When I told Kelly about the Phi Psi edict, he suggested that the fraternity-council magistrates were the unwitting tool of my spirit
guides—Crowley magick-talk of the sort we did all the time. He proposed that we subvert their intentions and use my speech as
Io
’s opening salvo: “It’s channeled from your own higher self anyway, so it can herald your first serious public undertaking.”

Lindy offered to handle Smith if we did it. We found co-editors at Mount Holyoke and UMass. Then, since Phi Psi’s tiny allotment was hardly adequate, I enlisted house members to traipse from shop to shop in Amherst (and when the ploy proved successful, Northampton and Belchertown), begging ads from bookstores, clothiers, art galleries, optometrists, gas stations, and of course the Lord Jeff Inn and Wiggins Tavern. All of these establishments had budgets for community involvement.

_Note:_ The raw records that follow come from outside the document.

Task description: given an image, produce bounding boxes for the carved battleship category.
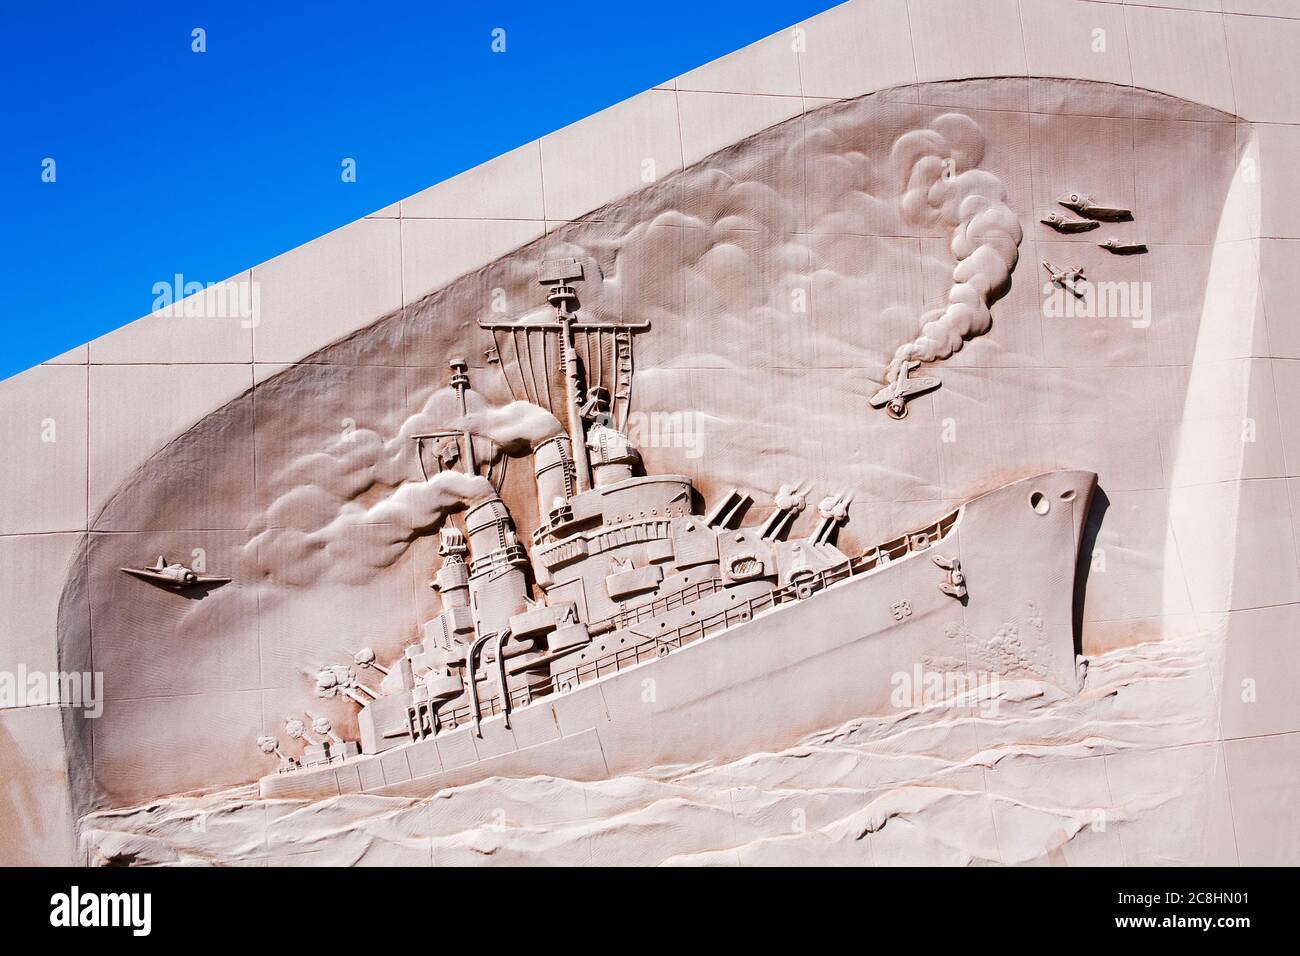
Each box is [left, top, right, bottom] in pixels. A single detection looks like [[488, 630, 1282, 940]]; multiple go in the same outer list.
[[259, 259, 1096, 800]]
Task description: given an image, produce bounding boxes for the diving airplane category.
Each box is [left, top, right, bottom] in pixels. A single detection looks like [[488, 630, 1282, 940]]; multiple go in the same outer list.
[[869, 360, 942, 420], [120, 556, 231, 590]]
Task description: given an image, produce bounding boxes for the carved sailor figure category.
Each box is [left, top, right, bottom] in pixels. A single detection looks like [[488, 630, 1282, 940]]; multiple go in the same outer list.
[[933, 554, 967, 599]]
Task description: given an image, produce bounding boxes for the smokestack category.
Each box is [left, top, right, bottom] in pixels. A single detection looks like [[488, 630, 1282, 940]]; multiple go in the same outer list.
[[533, 435, 577, 527], [463, 495, 530, 635]]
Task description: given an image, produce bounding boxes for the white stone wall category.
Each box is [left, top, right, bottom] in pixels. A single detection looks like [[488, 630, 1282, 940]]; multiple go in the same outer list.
[[4, 0, 1300, 864]]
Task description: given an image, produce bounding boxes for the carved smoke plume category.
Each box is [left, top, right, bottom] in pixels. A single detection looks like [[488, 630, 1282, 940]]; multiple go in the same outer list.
[[246, 391, 560, 587], [886, 113, 1022, 380], [446, 400, 564, 456], [248, 469, 495, 588]]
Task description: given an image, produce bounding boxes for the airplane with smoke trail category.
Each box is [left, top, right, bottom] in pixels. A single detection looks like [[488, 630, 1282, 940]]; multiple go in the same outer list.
[[868, 360, 942, 420]]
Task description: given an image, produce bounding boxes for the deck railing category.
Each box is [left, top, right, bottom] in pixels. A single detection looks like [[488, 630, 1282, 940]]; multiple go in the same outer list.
[[591, 577, 725, 632], [414, 505, 960, 738]]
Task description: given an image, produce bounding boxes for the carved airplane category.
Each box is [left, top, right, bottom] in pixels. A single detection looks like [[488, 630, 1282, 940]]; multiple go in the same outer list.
[[1040, 211, 1099, 233], [869, 360, 941, 420], [1042, 259, 1087, 297], [120, 556, 231, 590], [1057, 192, 1131, 221], [1097, 238, 1148, 255]]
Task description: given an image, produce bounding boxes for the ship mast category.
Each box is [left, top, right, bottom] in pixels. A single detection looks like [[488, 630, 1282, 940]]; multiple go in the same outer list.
[[449, 357, 476, 475], [410, 359, 483, 483], [548, 265, 593, 493], [478, 258, 649, 496]]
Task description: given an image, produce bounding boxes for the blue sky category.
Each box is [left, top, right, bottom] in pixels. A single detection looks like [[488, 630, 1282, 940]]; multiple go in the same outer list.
[[0, 0, 835, 380]]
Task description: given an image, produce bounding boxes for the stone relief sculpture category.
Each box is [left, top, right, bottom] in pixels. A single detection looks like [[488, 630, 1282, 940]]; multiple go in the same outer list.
[[874, 114, 1022, 416], [867, 360, 942, 419], [1041, 260, 1087, 298], [1039, 211, 1099, 234], [248, 257, 1092, 802], [1057, 192, 1132, 221], [54, 75, 1261, 866], [1041, 187, 1149, 292], [119, 556, 231, 592], [1097, 239, 1148, 256]]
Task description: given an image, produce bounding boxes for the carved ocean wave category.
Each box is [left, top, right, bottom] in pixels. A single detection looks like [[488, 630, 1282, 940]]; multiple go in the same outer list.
[[79, 632, 1229, 866]]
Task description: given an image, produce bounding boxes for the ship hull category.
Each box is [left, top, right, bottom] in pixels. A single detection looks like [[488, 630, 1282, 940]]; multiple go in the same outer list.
[[262, 470, 1095, 800]]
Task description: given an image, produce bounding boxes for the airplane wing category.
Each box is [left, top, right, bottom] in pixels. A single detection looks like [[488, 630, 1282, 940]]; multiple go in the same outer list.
[[120, 566, 230, 589], [120, 567, 177, 586], [868, 383, 895, 407], [898, 376, 941, 398]]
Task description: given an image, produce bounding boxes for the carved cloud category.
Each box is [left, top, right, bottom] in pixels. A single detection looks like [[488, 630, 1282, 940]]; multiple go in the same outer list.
[[246, 395, 561, 587]]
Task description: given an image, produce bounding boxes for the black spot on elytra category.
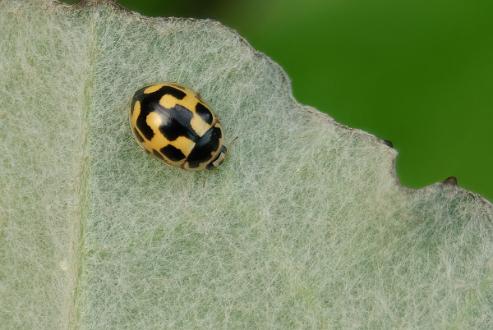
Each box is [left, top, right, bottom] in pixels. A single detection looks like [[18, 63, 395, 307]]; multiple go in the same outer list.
[[186, 126, 222, 168], [132, 85, 187, 140], [195, 102, 213, 125], [158, 105, 198, 141], [161, 145, 185, 161]]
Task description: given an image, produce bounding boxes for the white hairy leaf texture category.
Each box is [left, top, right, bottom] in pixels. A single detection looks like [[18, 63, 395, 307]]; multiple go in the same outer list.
[[0, 1, 492, 328]]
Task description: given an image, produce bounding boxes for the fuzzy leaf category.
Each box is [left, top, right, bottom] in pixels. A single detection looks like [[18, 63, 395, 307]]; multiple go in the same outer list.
[[0, 1, 492, 328]]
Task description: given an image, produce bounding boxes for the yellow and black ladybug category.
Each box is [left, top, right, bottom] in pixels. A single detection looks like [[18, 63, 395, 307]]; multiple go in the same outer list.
[[130, 83, 227, 170]]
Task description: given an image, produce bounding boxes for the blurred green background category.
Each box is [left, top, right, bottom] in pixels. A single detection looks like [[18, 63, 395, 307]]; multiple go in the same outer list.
[[66, 0, 493, 201]]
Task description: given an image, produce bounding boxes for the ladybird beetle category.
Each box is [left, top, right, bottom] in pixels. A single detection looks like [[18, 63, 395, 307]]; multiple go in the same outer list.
[[130, 82, 227, 170]]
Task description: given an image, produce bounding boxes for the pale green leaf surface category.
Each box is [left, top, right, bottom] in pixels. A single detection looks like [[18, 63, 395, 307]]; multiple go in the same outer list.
[[0, 1, 492, 329]]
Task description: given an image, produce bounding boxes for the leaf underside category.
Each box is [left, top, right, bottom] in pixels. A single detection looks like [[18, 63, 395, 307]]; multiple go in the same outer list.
[[0, 1, 492, 329]]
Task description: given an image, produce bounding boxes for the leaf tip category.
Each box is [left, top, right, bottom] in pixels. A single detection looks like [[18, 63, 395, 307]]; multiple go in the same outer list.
[[382, 139, 394, 148], [442, 176, 458, 186]]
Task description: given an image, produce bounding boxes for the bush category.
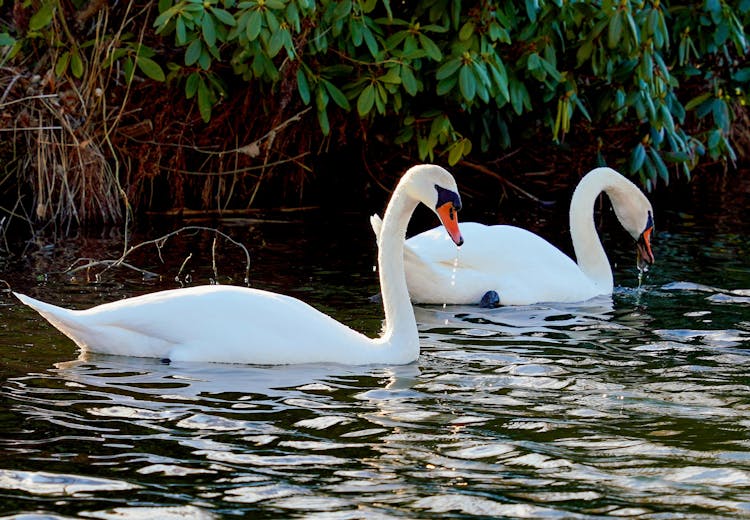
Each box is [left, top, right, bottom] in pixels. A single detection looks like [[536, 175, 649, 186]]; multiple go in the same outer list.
[[1, 0, 749, 225]]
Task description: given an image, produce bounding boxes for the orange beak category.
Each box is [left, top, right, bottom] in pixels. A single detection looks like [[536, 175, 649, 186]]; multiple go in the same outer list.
[[436, 202, 464, 246], [636, 226, 654, 272]]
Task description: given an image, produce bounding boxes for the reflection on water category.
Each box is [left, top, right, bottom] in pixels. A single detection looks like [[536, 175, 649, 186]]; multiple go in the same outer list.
[[2, 200, 750, 517]]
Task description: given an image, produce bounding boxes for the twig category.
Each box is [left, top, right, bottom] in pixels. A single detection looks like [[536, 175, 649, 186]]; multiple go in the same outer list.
[[65, 226, 252, 284], [461, 160, 553, 204]]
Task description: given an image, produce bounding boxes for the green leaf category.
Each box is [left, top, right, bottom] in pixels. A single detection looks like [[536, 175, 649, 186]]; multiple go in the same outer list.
[[197, 79, 213, 122], [608, 10, 623, 48], [361, 22, 378, 57], [576, 39, 593, 67], [458, 66, 476, 101], [123, 57, 135, 83], [297, 69, 310, 104], [176, 17, 187, 44], [198, 46, 212, 70], [357, 83, 375, 116], [154, 7, 177, 30], [265, 0, 285, 8], [317, 105, 330, 135], [436, 58, 461, 80], [137, 56, 165, 81], [380, 67, 401, 84], [185, 72, 200, 99], [323, 80, 350, 110], [0, 33, 16, 46], [458, 21, 474, 41], [418, 33, 442, 61], [268, 28, 285, 57], [70, 51, 84, 78], [202, 13, 217, 47], [448, 140, 463, 165], [525, 0, 538, 22], [684, 92, 711, 111], [734, 68, 750, 82], [527, 52, 541, 71], [264, 10, 278, 34], [211, 7, 236, 26], [185, 39, 202, 65], [401, 66, 418, 96], [246, 9, 263, 41], [630, 143, 646, 173], [29, 3, 54, 31], [650, 147, 669, 185], [55, 51, 71, 77]]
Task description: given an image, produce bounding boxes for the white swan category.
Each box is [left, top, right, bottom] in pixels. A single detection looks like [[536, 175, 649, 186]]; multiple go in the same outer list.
[[14, 164, 464, 365], [371, 166, 654, 306]]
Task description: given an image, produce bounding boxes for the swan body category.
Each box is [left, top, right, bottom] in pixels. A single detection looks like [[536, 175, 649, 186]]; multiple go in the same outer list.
[[15, 164, 464, 365], [371, 167, 654, 306]]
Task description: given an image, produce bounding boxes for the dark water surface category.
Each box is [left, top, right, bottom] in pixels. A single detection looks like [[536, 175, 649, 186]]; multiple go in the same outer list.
[[1, 176, 750, 518]]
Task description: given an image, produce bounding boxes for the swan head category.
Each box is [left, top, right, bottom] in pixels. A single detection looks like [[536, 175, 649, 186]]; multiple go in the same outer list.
[[403, 164, 464, 246], [605, 171, 655, 272]]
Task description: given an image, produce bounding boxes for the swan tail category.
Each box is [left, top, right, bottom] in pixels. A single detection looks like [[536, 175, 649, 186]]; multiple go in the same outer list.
[[14, 292, 87, 347]]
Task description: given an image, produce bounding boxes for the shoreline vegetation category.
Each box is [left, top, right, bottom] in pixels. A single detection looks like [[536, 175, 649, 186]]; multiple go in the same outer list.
[[0, 0, 748, 235]]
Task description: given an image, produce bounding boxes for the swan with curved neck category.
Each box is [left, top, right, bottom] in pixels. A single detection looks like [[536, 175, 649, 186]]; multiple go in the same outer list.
[[371, 167, 654, 306], [14, 164, 464, 365]]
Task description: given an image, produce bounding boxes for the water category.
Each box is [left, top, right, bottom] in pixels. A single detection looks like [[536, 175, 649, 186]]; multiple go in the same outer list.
[[1, 182, 750, 518]]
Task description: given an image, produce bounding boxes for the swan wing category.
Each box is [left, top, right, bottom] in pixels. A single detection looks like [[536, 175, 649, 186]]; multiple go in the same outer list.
[[15, 286, 377, 364], [404, 223, 602, 305]]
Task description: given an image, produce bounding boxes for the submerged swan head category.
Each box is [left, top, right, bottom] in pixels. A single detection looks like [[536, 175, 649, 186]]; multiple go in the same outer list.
[[401, 164, 464, 246]]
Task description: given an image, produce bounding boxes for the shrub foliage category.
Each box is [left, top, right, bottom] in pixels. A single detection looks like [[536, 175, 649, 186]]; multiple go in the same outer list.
[[1, 0, 749, 224]]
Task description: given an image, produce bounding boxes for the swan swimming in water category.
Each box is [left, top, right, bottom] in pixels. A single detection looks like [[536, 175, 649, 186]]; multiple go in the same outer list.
[[14, 164, 464, 365], [371, 166, 654, 306]]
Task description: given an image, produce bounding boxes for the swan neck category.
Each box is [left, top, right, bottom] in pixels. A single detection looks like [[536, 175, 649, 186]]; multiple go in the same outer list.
[[378, 188, 419, 346], [569, 170, 615, 291]]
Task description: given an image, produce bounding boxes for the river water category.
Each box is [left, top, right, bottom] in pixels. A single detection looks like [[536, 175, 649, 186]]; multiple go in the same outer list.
[[1, 174, 749, 518]]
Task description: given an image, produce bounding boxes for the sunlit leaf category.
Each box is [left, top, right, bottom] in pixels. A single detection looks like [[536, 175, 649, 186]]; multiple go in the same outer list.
[[29, 3, 54, 31], [684, 92, 711, 112], [55, 51, 70, 77], [448, 140, 463, 165], [458, 21, 474, 41], [70, 51, 84, 78]]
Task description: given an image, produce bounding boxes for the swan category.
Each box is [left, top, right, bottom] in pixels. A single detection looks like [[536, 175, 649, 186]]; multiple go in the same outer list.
[[370, 166, 654, 306], [14, 164, 464, 365]]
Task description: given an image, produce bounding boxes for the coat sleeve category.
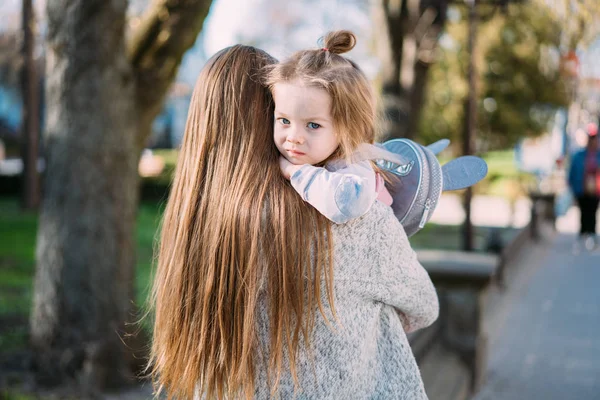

After weeks of soliciting manuscripts, we laid out thirty pages of writing and artwork, including poems from Chuck Stein, Harvey Bialy, Lindy, and Dona to which we added a bonhomie sent on request by science-fiction writer Ray Bradbury, some notes on psi phenomena from a classmate, and the text of a pamphlet handed me by a stranger in Greenwich Village and blaming all mankind’s woes on a comet.

But the magazine’s name eluded us. Then while re-reading my poem of the previous spring, I found the moon Io circling Jupiter. The idea of such a short title—a line and a circle—delighted both Nelson and me, him as a minimalist and me as a crossword-puzzle/“moons of the solar system” buff. Using discarded window screening from the attic, he made a surface of mesh, sprinkled it with mothwings from the bowl of a lamp, added washers and nuts, smeared the whole thing with India ink, and pressed it on a piece of paper. He thought that the resulting image was perfect, but on my insistence he took a fountain pen and etched a pictograph of Jupiter in the still-wet ink. “Ever the literalist, Grossinger, making me deface my impeccable screen art with a dopey cartoon of a planet!”